“I KNOW we got big problems.” It was an understatement that might have drawn jeers, but the audience of mostly white, angry residents of Alice Springs listened. Few would have recognised the man despite his chairmanship of a major regional political institution, the Central Land Council. He did not introduce himself as such and indeed, you would never hear the kind of straight-talking that followed through the official channels of that organisation. What held the mostly respectful attention of Lindsay Bookie’s audience was that here was a black man, a man with strong traditional culture and standing, taking to his feet in a mostly white and potentially hostile forum, identifying himself with the town (“we”), recognising the gathering’s grievances and proposing some practical solutions.
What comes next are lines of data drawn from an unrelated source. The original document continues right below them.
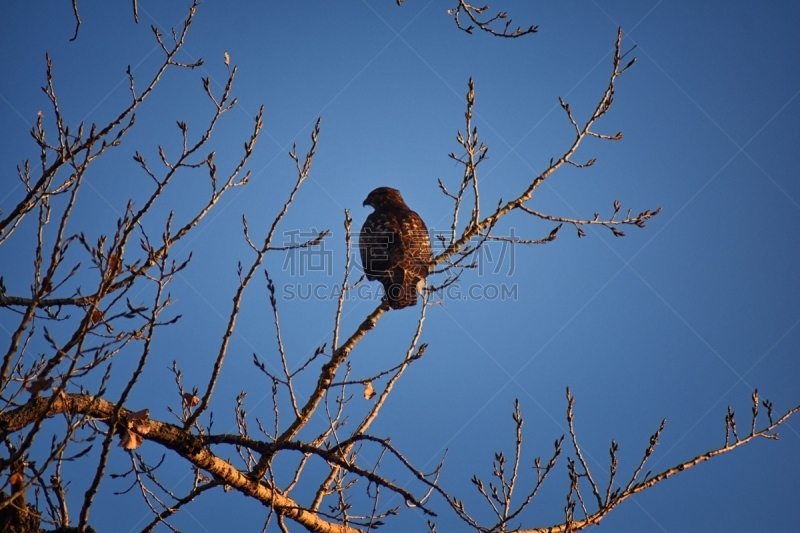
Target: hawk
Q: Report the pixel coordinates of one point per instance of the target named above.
(395, 247)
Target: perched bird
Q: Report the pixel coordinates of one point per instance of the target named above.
(395, 247)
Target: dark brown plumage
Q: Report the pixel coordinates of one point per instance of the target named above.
(395, 247)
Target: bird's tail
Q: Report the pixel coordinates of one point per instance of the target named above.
(401, 295)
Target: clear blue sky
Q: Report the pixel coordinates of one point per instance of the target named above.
(676, 320)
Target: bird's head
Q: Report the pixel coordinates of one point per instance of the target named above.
(383, 196)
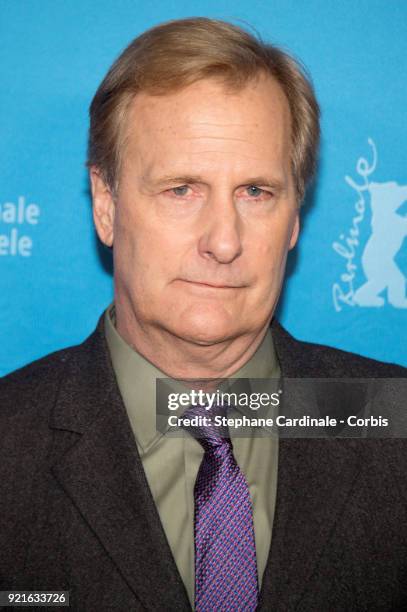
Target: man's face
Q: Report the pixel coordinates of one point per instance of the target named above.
(205, 211)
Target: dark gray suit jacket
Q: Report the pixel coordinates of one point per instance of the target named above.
(76, 512)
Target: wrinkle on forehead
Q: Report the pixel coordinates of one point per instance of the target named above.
(203, 124)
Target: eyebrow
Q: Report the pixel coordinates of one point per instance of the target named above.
(273, 183)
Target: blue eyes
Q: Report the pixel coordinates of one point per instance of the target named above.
(251, 190)
(254, 191)
(180, 191)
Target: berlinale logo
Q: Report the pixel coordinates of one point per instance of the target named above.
(377, 256)
(16, 219)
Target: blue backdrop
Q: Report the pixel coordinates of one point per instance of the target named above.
(346, 280)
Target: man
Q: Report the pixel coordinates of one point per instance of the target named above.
(202, 141)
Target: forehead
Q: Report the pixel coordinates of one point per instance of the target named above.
(207, 120)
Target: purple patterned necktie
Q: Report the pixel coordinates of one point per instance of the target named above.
(225, 552)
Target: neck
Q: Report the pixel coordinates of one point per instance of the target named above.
(183, 359)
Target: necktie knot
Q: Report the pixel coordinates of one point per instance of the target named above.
(208, 426)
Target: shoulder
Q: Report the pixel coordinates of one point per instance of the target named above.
(35, 386)
(299, 358)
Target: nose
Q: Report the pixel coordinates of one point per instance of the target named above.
(220, 238)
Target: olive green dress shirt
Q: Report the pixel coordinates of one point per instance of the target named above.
(171, 463)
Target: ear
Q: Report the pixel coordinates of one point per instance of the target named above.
(295, 231)
(103, 206)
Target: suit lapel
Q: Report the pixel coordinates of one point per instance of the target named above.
(315, 478)
(103, 475)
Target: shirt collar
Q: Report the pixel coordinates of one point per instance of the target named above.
(136, 378)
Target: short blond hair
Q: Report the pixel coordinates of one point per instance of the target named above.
(178, 53)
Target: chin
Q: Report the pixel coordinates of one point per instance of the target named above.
(206, 326)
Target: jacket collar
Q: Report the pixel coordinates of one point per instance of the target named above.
(102, 472)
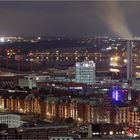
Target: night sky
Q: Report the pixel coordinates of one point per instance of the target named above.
(64, 18)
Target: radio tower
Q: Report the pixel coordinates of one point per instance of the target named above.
(129, 67)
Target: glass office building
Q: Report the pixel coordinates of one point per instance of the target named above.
(85, 72)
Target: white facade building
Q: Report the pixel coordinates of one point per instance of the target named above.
(85, 72)
(12, 120)
(31, 80)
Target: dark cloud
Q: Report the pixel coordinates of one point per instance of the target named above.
(62, 18)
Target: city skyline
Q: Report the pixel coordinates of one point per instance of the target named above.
(66, 18)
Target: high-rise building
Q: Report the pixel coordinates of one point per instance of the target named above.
(85, 72)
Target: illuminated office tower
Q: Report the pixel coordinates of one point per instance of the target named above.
(85, 72)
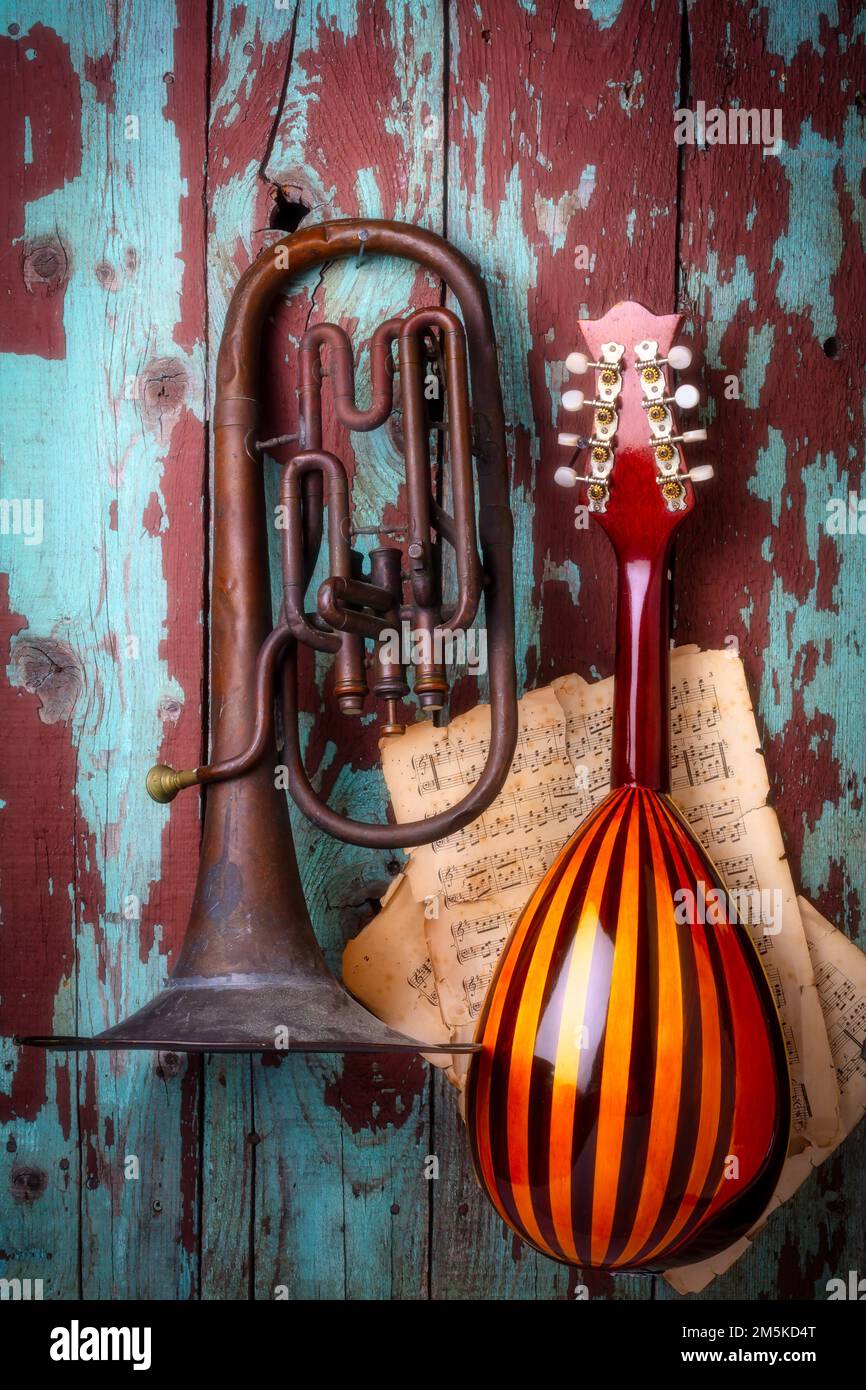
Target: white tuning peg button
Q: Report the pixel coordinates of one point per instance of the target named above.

This was a public meeting held on Tuesday evening this week, attended by upwards of 250 people. It had been organised by a group calling itself Action for Alice, formed after a worse than usual summer of criminal and anti-social behaviour. There is always a seasonal rise – youthful raging against the long hot months of boredom – but this summer has seen a prolonged spike starting last October. Local police chief Commander Anne-Marie Murphy recently charted its course for a worried town council. In October “unlawful entry of dwellings” offences jumped 150 per cent on the previous month. Commander Murphy said this was explained in part by the activity of two groups of young men who had developed a “pack mentality,” competing with one another “to commit the most number of crimes for sport.” They were stealing cash and small items such as iPods, televisions, jewellery and alcohol. Things quietened down in November, before taking off again in January when unlawful entry into buildings showed a 250 per cent jump on the November figures.
Particularly targeted were premises stocking alcohol. Geoff Booth, instigator of Action for Alice, owns two such, a tavern in Todd Mall in the centre of town and a club in Eastside, a mainly residential area. Across the two he’s experienced twenty-five break-ins since Christmas. He took part in victim–offender conferencing with three young culprits, a “restorative justice” measure designed to divert the young from the courts, only to be told that three days later they had broken into a school. It’s the kind of personal experience that deepens the cynicism of many about the effectiveness of well-intentioned programs, especially when break-ins appear to be inexorably rising. The NT Department of Justice’s statistics over the six-year period 2004–05 to 2009–10 show that house break-ins in Alice have increased by 64 per cent and commercial premises break-ins by 185 per cent.
It’s not only crime against property that has people worried. News of vicious assaults is an all too common feature of Alice Springs life. They mostly occur between Aboriginal people, often husbands and wives or between young men, but sometimes cross other family relationships, such as the woman outside Northside shopping centre on 10 January, stabbed by her son with a steak knife in the shoulder and in the chest, which punctured her lung.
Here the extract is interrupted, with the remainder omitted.